Best way to parse email recipient lists?

Hey all,

So... I'm trying to parse email recipient lists (entered by hand into
the "to", "cc" and "bcc" fields of a mail app by users).

These can obviously come in a wild variety of formats, and I'd like to
support as many as possible.

The other gotcha - is that I'd like to keep as much name metadata
available as possible.

Using TMail's parser - I was under the impression that the name portion
in the "to", "cc", "bcc" fields gets stripped, down to an array of email
addresses. (i.e. otherwise we could use just TMail - please let me know
if this is incorrect or if there's a work around)

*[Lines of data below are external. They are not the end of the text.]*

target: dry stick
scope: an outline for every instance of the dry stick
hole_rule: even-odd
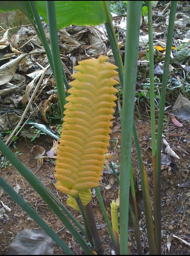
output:
[[[27,113],[27,111],[28,111],[28,110],[29,108],[30,107],[30,106],[32,103],[32,102],[34,98],[35,95],[36,94],[36,93],[38,90],[39,87],[40,87],[40,84],[41,84],[41,83],[42,81],[42,80],[43,79],[43,77],[45,75],[45,74],[47,72],[47,69],[46,68],[43,68],[43,69],[44,70],[43,71],[43,72],[42,73],[41,77],[40,77],[40,80],[39,80],[39,81],[37,84],[37,85],[36,85],[36,87],[35,88],[33,93],[32,93],[32,95],[31,98],[30,98],[30,99],[27,105],[26,106],[26,108],[24,112],[23,112],[23,113],[22,114],[22,116],[21,117],[18,123],[17,123],[17,124],[14,128],[14,129],[12,131],[12,132],[10,134],[10,136],[7,139],[7,141],[5,142],[5,144],[7,145],[7,144],[8,143],[8,142],[9,142],[9,141],[10,140],[11,138],[14,135],[15,133],[16,130],[19,127],[20,124],[22,123],[22,121],[23,120],[24,118],[25,117],[25,116],[26,114],[26,113]]]
[[[19,49],[20,49],[21,48],[22,48],[26,44],[28,44],[29,42],[30,42],[30,41],[31,41],[32,40],[32,39],[34,39],[35,37],[36,37],[37,36],[37,35],[34,35],[33,37],[32,37],[30,39],[29,39],[28,41],[27,41],[26,43],[25,43],[25,44],[24,44],[22,45],[21,45],[21,46],[20,46],[20,47],[19,47],[19,48],[18,48],[17,49],[17,50],[18,50]]]

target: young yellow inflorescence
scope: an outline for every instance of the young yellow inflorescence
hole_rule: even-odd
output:
[[[111,120],[117,99],[117,67],[100,55],[74,67],[59,140],[55,177],[58,189],[72,197],[98,186],[109,146]]]

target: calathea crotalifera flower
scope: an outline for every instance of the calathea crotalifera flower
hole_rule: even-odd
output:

Here are a few example scenarios (from relatively easy to a little
harder):
raw.uncooked@sushi.co.jp
mr.techie+nospam@gmail.com
<raw@hotmail.com>
"Bob Smith" <bob@smith.org>
Bob Smith <bob@smith.org>
"Jones, Craig" <craig.jones@corp.com>
"Summer Thomas" <sum49@aol.com>; "Al Franken" <al@dnc.org>
"Clinton, Bill" <bill@whitehouse.gov>; "Obama, Barack"
<barack@senate.gov>; "Jenny McCarthy" <jenny@spike.com>
Bob <bob@accounting.com>, <jessica@email.com>, James Blunt
<james@blunt.org>

etc...

Any ideas?

I've been working up RegEx's like crazy but my RegEx foo isn't quite
what it used to be. Are there any shortcuts, or do I need one big RegEx
many specific ones to match the various scenarios?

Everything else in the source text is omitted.